It is time to face the year ahead. We arrived home after dark. The kids had slept through the drive. P asked the girls if they could remember what they are due to do tomorrow. “Be Princesses!” they answered, correctly (it’s along story). Then Sophia said “Mummy I wish you could take us”. P is in court and said she was sorry but she would see the girls in the evening when she got back. Sophia dissolved, sobbing: “Please don’t go Mum. I’m going to miss you”.
It is like this at the end of every holiday. I don’t know whether it is commonplace or an aspect of the attachment issues adopted children so often have. As they ease into a holiday they calm and their behaviour improves dramatically. As the end of the holiday arrives, they become anxious. Anxiety translates into difficult behaviour. P sat down with Sophia to work on letter formation and tried to correct how Sophia held her pencil. “I’ll do what I like” said Sophia. That is ridiculously out of character for her. She is normally agonised at the thought of upsetting people but her impulse won out and she was sent off to the playroom to calm down. As I stripped the Christmas Tree of its decorations I could hear her mumbling to herself that it was unfair and that mummy didn’t love her. Both girls will do this: vocalise their fears if left alone. It was heart-breaking. She emerged 10 minutes later and hugged P until I thought her arms might snap.

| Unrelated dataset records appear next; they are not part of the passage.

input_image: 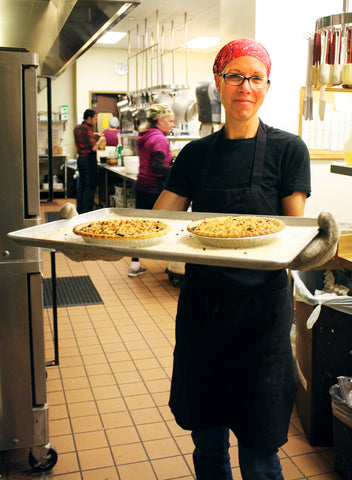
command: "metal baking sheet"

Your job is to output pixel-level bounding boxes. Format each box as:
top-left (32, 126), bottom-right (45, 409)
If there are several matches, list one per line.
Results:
top-left (8, 208), bottom-right (319, 270)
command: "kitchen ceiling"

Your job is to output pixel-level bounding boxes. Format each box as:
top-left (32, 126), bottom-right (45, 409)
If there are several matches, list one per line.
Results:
top-left (95, 0), bottom-right (220, 52)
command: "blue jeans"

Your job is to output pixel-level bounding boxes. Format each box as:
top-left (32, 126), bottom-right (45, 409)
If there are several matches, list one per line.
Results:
top-left (191, 427), bottom-right (284, 480)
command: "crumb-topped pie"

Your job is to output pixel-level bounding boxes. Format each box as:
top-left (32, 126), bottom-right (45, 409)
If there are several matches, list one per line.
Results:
top-left (187, 216), bottom-right (286, 248)
top-left (73, 217), bottom-right (170, 247)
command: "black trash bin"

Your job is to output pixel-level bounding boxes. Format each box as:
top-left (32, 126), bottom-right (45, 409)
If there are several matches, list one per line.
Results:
top-left (330, 384), bottom-right (352, 480)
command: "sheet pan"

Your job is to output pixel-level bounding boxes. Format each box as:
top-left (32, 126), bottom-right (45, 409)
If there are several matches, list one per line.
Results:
top-left (8, 208), bottom-right (319, 270)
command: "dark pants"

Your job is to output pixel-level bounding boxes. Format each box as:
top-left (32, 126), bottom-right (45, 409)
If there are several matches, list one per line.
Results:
top-left (192, 427), bottom-right (284, 480)
top-left (77, 156), bottom-right (97, 214)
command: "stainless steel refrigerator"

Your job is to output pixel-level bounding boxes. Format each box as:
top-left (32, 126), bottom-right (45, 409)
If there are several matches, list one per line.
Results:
top-left (0, 47), bottom-right (57, 471)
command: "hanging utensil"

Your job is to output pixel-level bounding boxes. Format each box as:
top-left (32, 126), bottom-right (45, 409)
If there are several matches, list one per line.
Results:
top-left (342, 27), bottom-right (352, 88)
top-left (318, 30), bottom-right (329, 121)
top-left (303, 36), bottom-right (314, 121)
top-left (331, 30), bottom-right (342, 85)
top-left (311, 32), bottom-right (321, 87)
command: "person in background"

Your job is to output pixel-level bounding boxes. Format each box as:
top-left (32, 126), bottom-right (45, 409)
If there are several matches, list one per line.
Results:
top-left (153, 38), bottom-right (320, 480)
top-left (128, 103), bottom-right (175, 277)
top-left (74, 109), bottom-right (105, 214)
top-left (103, 116), bottom-right (120, 146)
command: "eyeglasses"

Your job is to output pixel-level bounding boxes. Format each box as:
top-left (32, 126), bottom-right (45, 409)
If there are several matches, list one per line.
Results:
top-left (219, 73), bottom-right (270, 90)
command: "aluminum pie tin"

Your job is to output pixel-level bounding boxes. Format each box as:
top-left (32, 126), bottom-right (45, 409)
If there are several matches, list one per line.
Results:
top-left (73, 217), bottom-right (170, 248)
top-left (187, 216), bottom-right (286, 249)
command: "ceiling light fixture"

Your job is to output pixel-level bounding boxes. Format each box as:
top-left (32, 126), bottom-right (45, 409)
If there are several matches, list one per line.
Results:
top-left (97, 31), bottom-right (127, 44)
top-left (186, 37), bottom-right (220, 49)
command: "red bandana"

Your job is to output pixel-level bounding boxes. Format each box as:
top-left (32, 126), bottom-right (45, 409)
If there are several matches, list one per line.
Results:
top-left (213, 38), bottom-right (272, 77)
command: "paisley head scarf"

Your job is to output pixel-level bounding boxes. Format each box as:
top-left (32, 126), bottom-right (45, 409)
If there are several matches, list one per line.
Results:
top-left (149, 103), bottom-right (174, 121)
top-left (213, 38), bottom-right (272, 77)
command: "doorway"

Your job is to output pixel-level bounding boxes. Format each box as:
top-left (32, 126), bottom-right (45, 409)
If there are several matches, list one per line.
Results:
top-left (89, 91), bottom-right (125, 131)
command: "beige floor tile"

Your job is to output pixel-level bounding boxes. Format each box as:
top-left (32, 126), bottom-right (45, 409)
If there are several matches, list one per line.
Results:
top-left (46, 378), bottom-right (63, 393)
top-left (292, 452), bottom-right (335, 477)
top-left (70, 414), bottom-right (103, 434)
top-left (82, 352), bottom-right (108, 365)
top-left (137, 421), bottom-right (171, 442)
top-left (96, 397), bottom-right (127, 414)
top-left (78, 447), bottom-right (114, 470)
top-left (47, 390), bottom-right (66, 406)
top-left (65, 388), bottom-right (94, 403)
top-left (143, 438), bottom-right (180, 459)
top-left (118, 381), bottom-right (149, 396)
top-left (145, 378), bottom-right (171, 394)
top-left (100, 410), bottom-right (133, 429)
top-left (282, 433), bottom-right (316, 456)
top-left (151, 456), bottom-right (192, 480)
top-left (81, 466), bottom-right (119, 480)
top-left (49, 452), bottom-right (80, 476)
top-left (92, 384), bottom-right (121, 400)
top-left (49, 403), bottom-right (68, 420)
top-left (62, 376), bottom-right (90, 391)
top-left (67, 400), bottom-right (99, 418)
top-left (117, 460), bottom-right (157, 480)
top-left (130, 407), bottom-right (164, 425)
top-left (49, 418), bottom-right (72, 437)
top-left (49, 434), bottom-right (75, 453)
top-left (88, 373), bottom-right (116, 387)
top-left (174, 434), bottom-right (194, 455)
top-left (106, 425), bottom-right (140, 446)
top-left (111, 442), bottom-right (148, 465)
top-left (280, 457), bottom-right (306, 480)
top-left (124, 393), bottom-right (155, 410)
top-left (74, 430), bottom-right (108, 451)
top-left (114, 370), bottom-right (142, 384)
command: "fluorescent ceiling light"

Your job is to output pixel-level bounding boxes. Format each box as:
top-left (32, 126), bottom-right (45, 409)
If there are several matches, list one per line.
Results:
top-left (97, 32), bottom-right (127, 44)
top-left (186, 37), bottom-right (220, 49)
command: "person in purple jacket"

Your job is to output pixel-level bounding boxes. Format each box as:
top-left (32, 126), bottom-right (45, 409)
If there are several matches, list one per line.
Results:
top-left (128, 103), bottom-right (175, 277)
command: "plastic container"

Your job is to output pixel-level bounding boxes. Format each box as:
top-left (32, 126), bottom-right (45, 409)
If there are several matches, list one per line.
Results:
top-left (124, 156), bottom-right (139, 174)
top-left (330, 384), bottom-right (352, 479)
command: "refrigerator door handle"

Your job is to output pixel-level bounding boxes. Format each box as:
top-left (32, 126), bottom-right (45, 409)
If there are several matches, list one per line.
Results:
top-left (24, 67), bottom-right (40, 217)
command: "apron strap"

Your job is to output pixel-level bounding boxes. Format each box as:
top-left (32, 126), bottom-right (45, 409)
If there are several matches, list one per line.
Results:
top-left (251, 119), bottom-right (267, 186)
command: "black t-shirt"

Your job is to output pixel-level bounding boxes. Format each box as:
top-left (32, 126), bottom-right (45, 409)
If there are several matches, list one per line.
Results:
top-left (166, 124), bottom-right (311, 212)
top-left (165, 124), bottom-right (311, 292)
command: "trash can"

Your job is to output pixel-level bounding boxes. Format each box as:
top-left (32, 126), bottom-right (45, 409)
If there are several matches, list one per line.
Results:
top-left (330, 384), bottom-right (352, 479)
top-left (292, 270), bottom-right (352, 446)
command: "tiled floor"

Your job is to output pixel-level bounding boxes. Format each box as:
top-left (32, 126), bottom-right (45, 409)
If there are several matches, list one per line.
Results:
top-left (0, 200), bottom-right (343, 480)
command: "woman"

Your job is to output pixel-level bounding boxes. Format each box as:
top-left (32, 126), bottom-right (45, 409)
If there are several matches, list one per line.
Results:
top-left (103, 116), bottom-right (120, 146)
top-left (128, 103), bottom-right (175, 277)
top-left (154, 39), bottom-right (311, 479)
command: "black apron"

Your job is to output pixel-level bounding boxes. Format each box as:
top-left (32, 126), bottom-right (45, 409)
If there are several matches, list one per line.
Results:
top-left (169, 121), bottom-right (298, 449)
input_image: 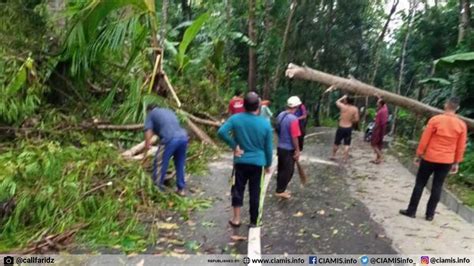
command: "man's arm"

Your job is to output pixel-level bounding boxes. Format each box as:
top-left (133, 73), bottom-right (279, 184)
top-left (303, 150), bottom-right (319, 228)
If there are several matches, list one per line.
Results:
top-left (143, 114), bottom-right (155, 158)
top-left (353, 108), bottom-right (360, 123)
top-left (290, 119), bottom-right (301, 160)
top-left (144, 129), bottom-right (154, 154)
top-left (336, 95), bottom-right (347, 110)
top-left (298, 104), bottom-right (308, 120)
top-left (454, 124), bottom-right (467, 163)
top-left (264, 125), bottom-right (273, 169)
top-left (416, 118), bottom-right (435, 158)
top-left (217, 118), bottom-right (237, 149)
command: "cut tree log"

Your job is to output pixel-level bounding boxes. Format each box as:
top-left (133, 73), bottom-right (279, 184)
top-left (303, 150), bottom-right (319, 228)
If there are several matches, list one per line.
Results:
top-left (285, 63), bottom-right (474, 130)
top-left (122, 136), bottom-right (158, 158)
top-left (131, 146), bottom-right (159, 160)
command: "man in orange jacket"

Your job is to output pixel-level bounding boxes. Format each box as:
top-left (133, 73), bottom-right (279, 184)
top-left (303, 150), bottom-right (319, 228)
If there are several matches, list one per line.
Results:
top-left (400, 97), bottom-right (467, 221)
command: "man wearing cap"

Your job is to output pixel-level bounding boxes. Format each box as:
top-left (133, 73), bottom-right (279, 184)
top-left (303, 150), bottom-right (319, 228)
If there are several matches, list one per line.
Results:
top-left (275, 96), bottom-right (302, 199)
top-left (218, 92), bottom-right (273, 227)
top-left (400, 97), bottom-right (467, 221)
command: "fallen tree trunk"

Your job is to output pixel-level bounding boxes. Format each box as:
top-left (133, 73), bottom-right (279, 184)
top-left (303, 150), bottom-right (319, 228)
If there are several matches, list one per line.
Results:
top-left (285, 63), bottom-right (474, 130)
top-left (180, 110), bottom-right (221, 127)
top-left (93, 124), bottom-right (143, 131)
top-left (186, 119), bottom-right (217, 147)
top-left (122, 136), bottom-right (158, 158)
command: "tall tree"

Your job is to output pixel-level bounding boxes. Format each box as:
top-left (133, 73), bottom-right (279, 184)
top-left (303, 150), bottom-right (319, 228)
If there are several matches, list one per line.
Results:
top-left (270, 0), bottom-right (298, 98)
top-left (458, 0), bottom-right (472, 44)
top-left (248, 0), bottom-right (257, 91)
top-left (391, 0), bottom-right (417, 136)
top-left (362, 0), bottom-right (399, 125)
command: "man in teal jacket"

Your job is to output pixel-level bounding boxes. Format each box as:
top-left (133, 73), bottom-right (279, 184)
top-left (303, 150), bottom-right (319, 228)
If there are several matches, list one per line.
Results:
top-left (218, 91), bottom-right (273, 227)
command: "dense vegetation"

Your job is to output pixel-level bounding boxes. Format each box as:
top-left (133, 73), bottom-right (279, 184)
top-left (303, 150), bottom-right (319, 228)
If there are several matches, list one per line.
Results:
top-left (0, 0), bottom-right (472, 252)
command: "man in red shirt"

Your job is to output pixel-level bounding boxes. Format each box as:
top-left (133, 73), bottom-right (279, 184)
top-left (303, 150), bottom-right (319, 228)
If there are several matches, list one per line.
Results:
top-left (370, 95), bottom-right (389, 164)
top-left (400, 97), bottom-right (467, 221)
top-left (228, 90), bottom-right (245, 115)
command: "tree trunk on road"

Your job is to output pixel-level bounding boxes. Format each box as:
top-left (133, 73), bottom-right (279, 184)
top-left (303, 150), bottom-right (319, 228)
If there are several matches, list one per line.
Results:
top-left (285, 63), bottom-right (474, 130)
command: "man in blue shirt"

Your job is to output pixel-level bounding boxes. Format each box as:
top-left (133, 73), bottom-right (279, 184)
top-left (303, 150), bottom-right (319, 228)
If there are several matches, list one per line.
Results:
top-left (144, 105), bottom-right (188, 196)
top-left (218, 92), bottom-right (273, 227)
top-left (275, 96), bottom-right (302, 199)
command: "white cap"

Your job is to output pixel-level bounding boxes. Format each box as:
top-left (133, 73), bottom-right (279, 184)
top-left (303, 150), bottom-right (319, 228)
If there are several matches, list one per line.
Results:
top-left (287, 96), bottom-right (302, 108)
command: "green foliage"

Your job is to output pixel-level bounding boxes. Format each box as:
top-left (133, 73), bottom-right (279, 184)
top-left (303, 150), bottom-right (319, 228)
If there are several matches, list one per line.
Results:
top-left (0, 140), bottom-right (211, 252)
top-left (176, 12), bottom-right (210, 71)
top-left (63, 0), bottom-right (151, 78)
top-left (0, 58), bottom-right (47, 124)
top-left (435, 52), bottom-right (474, 69)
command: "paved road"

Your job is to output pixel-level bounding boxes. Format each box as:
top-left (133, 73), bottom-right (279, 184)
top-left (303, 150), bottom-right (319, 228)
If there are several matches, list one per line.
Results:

I know attachment will take years to mature. I know they may never trust our love because we came into their lives so late. But if they could just see inside us. If they could just see the love we have for them, they might then know there us no need for fear. There is no risk the love will run out – that we will drop them and run.
I paused at the door on my way to putting the tree on the kerb for collection. Together we thanked it for its service and wished it luck in its recycled state. May it come back as something precious to Sophia – a Peppa Pig comic perhaps.